# 5 year old golden problems



## Scarlett23 (Apr 4, 2011)

My 5 year old golden Scarlett is eating rocks And no matter what I do she will not stop.; Any suggestions? And also, I cannot go Swimming in my pool because she panics. She sits on the top step in the pool but won't swim and then panics when someone gets into the pool to swim. Help please!


----------



## Bender (Dec 30, 2008)

First off, keep her on leash and away from rocks for a while, so she looses the habit if that's what it is. If there are rocks in your yard from landscaping that she's eating, make a 'tea' of black pepper and boiling water, when cool put that on the rocks in question (you can use a watering can, put the pepper in, add the water, let it cool then 'water' the rocks).
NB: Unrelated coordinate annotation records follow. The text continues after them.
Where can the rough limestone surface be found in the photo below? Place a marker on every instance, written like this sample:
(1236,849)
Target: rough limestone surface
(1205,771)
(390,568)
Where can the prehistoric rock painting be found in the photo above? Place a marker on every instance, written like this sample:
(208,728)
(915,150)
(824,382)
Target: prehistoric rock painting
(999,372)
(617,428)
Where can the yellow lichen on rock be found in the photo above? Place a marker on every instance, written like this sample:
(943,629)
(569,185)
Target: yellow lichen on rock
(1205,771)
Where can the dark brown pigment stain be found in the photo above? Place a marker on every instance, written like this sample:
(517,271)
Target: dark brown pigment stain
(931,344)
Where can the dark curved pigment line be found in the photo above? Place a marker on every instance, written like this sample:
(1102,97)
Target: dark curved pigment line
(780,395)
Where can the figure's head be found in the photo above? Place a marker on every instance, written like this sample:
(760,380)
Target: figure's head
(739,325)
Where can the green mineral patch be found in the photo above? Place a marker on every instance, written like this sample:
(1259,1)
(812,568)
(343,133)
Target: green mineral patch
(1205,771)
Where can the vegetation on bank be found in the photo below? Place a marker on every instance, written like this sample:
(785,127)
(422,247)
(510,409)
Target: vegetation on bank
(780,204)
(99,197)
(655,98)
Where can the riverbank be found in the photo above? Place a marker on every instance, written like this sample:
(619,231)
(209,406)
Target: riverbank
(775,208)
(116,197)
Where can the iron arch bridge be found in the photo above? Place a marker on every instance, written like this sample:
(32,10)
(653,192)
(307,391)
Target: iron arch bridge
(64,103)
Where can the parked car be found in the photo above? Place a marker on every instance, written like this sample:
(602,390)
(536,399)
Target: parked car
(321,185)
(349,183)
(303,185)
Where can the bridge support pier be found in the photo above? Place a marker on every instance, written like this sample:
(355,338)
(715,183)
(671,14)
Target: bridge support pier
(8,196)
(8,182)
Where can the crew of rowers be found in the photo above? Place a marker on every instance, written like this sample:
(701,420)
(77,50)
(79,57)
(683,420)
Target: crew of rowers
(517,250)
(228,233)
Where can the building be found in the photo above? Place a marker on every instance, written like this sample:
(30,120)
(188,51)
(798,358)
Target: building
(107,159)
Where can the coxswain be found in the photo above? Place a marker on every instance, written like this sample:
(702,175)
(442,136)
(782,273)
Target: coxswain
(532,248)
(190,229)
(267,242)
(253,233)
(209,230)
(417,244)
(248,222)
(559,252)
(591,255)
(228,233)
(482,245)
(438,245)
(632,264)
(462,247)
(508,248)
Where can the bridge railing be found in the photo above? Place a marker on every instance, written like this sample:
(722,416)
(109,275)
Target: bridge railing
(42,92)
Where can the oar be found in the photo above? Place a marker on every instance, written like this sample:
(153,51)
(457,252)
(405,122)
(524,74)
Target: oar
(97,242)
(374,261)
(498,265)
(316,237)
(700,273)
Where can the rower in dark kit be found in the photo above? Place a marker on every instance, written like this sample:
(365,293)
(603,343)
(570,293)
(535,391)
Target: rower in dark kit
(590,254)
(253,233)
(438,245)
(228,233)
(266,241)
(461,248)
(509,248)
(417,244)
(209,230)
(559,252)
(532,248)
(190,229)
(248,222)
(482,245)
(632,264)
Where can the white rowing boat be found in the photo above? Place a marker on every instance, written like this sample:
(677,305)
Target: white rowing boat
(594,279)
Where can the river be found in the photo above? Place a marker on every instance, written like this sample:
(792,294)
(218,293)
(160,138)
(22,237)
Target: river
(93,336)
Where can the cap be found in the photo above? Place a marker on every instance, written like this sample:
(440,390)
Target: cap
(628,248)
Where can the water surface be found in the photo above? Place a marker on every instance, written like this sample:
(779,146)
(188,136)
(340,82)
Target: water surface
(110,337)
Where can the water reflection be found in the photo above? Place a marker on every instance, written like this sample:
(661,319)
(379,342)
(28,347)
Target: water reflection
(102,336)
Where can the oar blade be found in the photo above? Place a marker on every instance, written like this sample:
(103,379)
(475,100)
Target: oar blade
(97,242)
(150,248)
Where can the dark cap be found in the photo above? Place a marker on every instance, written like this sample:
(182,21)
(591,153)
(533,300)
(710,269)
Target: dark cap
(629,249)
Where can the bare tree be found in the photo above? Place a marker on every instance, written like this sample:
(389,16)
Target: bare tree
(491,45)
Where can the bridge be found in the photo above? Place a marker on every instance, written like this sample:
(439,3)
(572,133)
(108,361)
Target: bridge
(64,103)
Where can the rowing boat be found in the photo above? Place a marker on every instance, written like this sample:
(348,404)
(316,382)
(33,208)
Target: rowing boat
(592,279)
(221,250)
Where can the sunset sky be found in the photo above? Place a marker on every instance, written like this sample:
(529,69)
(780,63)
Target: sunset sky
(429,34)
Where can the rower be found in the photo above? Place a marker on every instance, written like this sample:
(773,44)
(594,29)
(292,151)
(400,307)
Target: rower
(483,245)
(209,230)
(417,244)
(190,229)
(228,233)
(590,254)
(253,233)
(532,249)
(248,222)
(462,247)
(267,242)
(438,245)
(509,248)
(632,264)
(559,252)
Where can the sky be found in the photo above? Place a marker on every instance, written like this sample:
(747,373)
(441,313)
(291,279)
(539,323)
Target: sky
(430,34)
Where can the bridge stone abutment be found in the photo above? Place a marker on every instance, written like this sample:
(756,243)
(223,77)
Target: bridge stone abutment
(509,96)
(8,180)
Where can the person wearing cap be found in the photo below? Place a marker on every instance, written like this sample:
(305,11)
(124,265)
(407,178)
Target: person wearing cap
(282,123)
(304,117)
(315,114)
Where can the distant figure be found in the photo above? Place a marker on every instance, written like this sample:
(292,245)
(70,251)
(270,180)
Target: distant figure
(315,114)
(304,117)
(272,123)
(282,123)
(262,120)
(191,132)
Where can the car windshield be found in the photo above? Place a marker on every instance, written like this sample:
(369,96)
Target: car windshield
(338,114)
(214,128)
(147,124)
That way they don't taste as good. Instead offer her some raw bones to chew, or a stuffed kong to distract her from the rocks.
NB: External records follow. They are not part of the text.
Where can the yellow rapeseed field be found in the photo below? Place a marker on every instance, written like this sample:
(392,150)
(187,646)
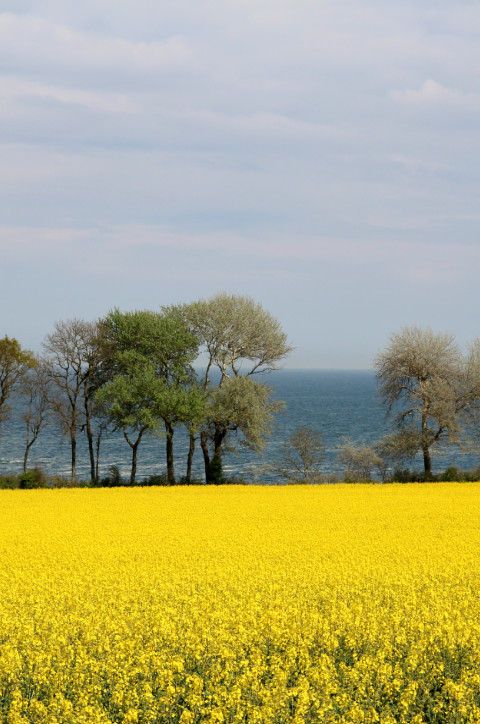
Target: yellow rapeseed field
(241,604)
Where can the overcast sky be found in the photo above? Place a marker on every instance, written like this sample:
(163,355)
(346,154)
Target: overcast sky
(320,156)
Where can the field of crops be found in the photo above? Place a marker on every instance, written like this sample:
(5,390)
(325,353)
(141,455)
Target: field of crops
(241,604)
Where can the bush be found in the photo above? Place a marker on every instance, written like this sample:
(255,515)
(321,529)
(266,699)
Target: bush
(451,474)
(9,482)
(32,479)
(159,479)
(215,472)
(113,479)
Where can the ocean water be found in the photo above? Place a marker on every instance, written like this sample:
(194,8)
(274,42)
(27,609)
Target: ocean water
(337,403)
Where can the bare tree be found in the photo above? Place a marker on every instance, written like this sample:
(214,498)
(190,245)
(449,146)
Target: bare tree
(422,378)
(72,355)
(360,460)
(301,457)
(15,362)
(34,413)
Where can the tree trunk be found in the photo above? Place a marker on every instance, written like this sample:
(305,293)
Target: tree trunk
(206,454)
(427,460)
(427,463)
(90,440)
(191,451)
(27,450)
(213,465)
(169,446)
(134,446)
(97,461)
(73,440)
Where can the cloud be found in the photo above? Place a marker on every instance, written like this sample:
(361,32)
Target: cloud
(37,43)
(13,90)
(434,95)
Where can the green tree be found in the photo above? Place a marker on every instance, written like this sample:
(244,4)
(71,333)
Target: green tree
(423,379)
(74,357)
(360,460)
(301,456)
(153,382)
(33,392)
(238,339)
(15,362)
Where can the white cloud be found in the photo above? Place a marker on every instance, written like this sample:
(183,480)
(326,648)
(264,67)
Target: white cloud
(36,42)
(14,89)
(434,95)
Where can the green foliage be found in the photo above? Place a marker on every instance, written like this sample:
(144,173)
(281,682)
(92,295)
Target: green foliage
(9,482)
(113,479)
(35,478)
(450,474)
(301,457)
(215,472)
(359,461)
(244,405)
(14,364)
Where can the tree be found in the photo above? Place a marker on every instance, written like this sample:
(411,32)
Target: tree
(239,339)
(423,379)
(153,381)
(73,354)
(360,460)
(34,413)
(301,457)
(15,363)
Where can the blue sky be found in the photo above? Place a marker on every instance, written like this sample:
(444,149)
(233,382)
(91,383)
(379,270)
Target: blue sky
(319,156)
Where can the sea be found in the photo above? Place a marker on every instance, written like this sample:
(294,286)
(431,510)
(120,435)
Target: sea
(337,403)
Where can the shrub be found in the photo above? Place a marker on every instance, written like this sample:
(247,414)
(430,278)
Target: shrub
(450,475)
(159,479)
(9,482)
(35,478)
(113,479)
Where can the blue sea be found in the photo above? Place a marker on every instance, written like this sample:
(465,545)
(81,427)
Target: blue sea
(337,403)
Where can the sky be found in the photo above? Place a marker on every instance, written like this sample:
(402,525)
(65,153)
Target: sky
(319,156)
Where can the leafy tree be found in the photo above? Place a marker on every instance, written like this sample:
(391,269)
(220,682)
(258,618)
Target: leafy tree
(238,339)
(359,460)
(301,457)
(34,412)
(153,382)
(15,363)
(423,379)
(74,355)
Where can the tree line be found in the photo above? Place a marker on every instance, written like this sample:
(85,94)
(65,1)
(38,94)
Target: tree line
(134,372)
For the swimming, you may want to just put her away when you do swim, or work on training her to be calm when someone is swimming. A good trainer will help you reteach her on this sort of thing.

Good luck and welcome!


----------



## RedDogs (Jan 30, 2010)

How long have you had her, how long have these things been going on? What have you done to address the challenges? What has your vet said?

In what scenarios will she eat rocks?

Initial thoughts:
Rocks: Prevent access. Discuss with your vet. We will need to teach her an alternate behavior when outdoors and a strong automatic leave it.
Pool: Have her in the house wehn people are swimming. Prevent opportunities to get stressed. If it's really important to you for her to be outside at those times, find an appropriately qualified trainer to help you reduce her anxiety.


----------



## Scarlett23 (Apr 4, 2011)

Thank you both for the advice, I will try that. I have had my dog since she was 3 months old so almost 5 years now and this usually happens when we are outside working so I know it is a behavioral issue there. My vet said to spray her with bitter apple when she has a rock in her mouth so I have tried that and spraying it on the rocks, but it doesn't deter her. She does it sometimes too when no one is outside and she just swallows them. As for swimming problems, I have put her up and she still freaks out. She was inside and she nearly tore my door down. Other than these issues she is an amazing dog


----------



## RedDogs (Jan 30, 2010)

Have you trained a leave it behavior? With what situations does this work and when does it not?

Have you given her kong toys? There are numerous posts on here and on the internet for things to put in the kongs. After she's good at emptying it out.... start to freeze the kongs before giving it to her. Once she's loving that... put her in a room of the house where she can't see out (and play music/tv so she can't hear pool sounds) with the kong while you do other things than the pool. And once she's okay with that, then start to be in the pool while she is contained.


----------



## Scarlett23 (Apr 4, 2011)

Ok I will give that a try. She has a few of the kong toys and loves them but gets the treats out quickly so I will try to freeze them and see if that helps. Thanks so much!


----------



## Scarlett23 (Apr 4, 2011)

I've trained her to leave things but she gets so excited sometimes or nervous that she refuses to listen


----------